Верка смутилась, но потом гордо вздёрнула голову:
- Из деревни, так что?
- Ничего. Просто спрашиваю. Вижу, что несмелая. Городские, они, знаешь, такие проворные, что и с ног собьют, а ты тихохонько. Случайно не к нам на завод едешь?

Верка всю дорогу помнила, как этот завод называется, а тут, как на грех, забыла. Хоть сквозь землю провались.
- А ваш какой? – со знанием дела спросила она, делая вид, что пробалтываться не намерена.
- Электромеханический. Пойдём к нам? Нам, знаешь, как молодёжь нужна.
- А общежитие дают?
- Это надо в профком. Думаю, обязательно дадут. А документы у тебя есть? Паспорт?

 Верка быстро спрятала узелок за спину. Сейчас, нашёл дурочку. Будет она ему посреди трамвая паспорт показывать. Этот паспорт мать с руганью и со слезами вымолила в Совете для Верки. Не отпускали.  И мать строго-настрого наказывала: «Никому, кроме директора завода, паспорт не показывать!»
А этот сразу паспорт!
 Но, взглянув исподлобья на парня, она почему-то поняла, что никакого злого умысла в его словах не было.
- Не доверяешь? Это правильно! Тут аккуратней надо быть. Но я не из тех, кого надо бояться. А вот и наша остановка, если ты со мной.

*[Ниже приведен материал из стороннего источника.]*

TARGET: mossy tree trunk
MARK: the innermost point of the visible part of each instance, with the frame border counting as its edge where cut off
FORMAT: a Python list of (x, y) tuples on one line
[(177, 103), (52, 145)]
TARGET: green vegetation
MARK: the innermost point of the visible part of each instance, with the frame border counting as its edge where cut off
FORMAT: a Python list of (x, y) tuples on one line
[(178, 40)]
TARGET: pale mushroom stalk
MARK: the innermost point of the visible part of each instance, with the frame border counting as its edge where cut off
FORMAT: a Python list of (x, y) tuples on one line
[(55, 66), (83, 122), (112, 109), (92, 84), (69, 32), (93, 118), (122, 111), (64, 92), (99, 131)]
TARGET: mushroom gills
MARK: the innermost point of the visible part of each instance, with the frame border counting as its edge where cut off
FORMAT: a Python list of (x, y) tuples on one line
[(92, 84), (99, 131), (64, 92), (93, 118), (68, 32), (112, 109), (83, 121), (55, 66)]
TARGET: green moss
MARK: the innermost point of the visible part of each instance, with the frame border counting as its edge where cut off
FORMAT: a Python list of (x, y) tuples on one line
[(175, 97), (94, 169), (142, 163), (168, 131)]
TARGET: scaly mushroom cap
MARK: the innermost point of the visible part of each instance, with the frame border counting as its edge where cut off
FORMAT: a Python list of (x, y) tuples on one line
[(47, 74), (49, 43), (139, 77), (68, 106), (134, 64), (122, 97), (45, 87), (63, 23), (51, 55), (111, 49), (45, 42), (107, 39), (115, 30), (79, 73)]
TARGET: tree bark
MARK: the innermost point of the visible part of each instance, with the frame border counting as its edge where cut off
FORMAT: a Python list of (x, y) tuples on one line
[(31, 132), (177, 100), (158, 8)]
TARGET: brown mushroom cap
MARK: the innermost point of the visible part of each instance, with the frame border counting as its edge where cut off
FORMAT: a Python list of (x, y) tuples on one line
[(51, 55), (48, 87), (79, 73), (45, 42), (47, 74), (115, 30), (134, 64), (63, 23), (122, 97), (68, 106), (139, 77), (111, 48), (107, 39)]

 И это «со мной» прозвучало так обнадёживающе, что Верке захотелось вложить в его крепкую руку свою тоненькую, недеревенскую ладонь и сказать: «С тобой и на всю жизнь!». Но она нерешительно шагнула следом. Паренёк, уже с земли, протянул руки и… она не помнила, как очутилась в его объятьях. Нет, конечно, помнила, что он её снимал, но как-то очень смутно. И вот она в его сильных и таких горячих руках. На мгновение Верка прильнула к его широкой груди. Его сердце билось, как молот, а своё она не слышала, может, оно остановилось на время. Тут ей всплыл образ матери: «Смотри, Верка, дури в тебе этой полно. Ты там попридержи себя, а то и в притоне оказаться недолго». Верка отпрянула.

 Паренёк глядел на неё ясными, лучистыми глазами и, кажется, ничего плохого про неё не думал. Они зашагали рядом. Он держал её покровительственно за руку, она доверчиво следовала за ним.

 Матвей, так звали паренька, был городским и ездил на работу с утра пораньше через весь город на том самом трамвае № 3. Он жил с матерью, когда-то тоже работавшей на этом заводе, теперь получающей заслуженную пенсию и занимающейся огородом да курами. Благо, жили они на краю города, и домик, хоть небольшой, но свой был,ещё отец до войны срубил, когда привёл молодуху в большую семью.
- Знаешь,- сказал неожиданно для самого себя Матвей,- а ты, если что, пойдём к нам на квартиру. Мать рада будет, ей помощница ой как нужна, и плату мы брать не будем, так, пол помыть когда. Мать уже не может, а я страсть как не люблю это бабское дело! У нас простор, воздух чистый, что тебе в деревне, и отвыкать не надо.

 Работы по дому Верка не боялась, слава Богу, опыт был богатый, но последние аргументы убедили больше. Она любила деревню и ни за что бы не уехала, но мать попрекала каждый день куском хлеба. Да не со зла она. Ртов-то в доме пять, а кормилица одна. Отец им не помощник – вечно пьяный. Только и умеет, что детей делать, а руки никуда. Где были у неё глаза, когда замуж шла? Наверное, любила. Только та любовь давным-давно заросла травой-лебедой. Поэтому-то и вытолкала она Верку взашей из деревни в светлую, чистую и счастливую городскую жизнь.

 А Матвей, вот, городской, а о деревне говорит с уважением, это приятно ей. Верка вдруг ни с того,ни с сего, ещё же и общежитие не просила, может и дали б,  согласилась. Они условились, что после смены встречаются у проходной и едут домой. Так сказал Матвей, а она не возразила. Она ему теперь не возражала.
Вот так весь город сошёлся для неё в эти надёжные мужские руки и чистые, добрые глаза. Всё остальное было неважно.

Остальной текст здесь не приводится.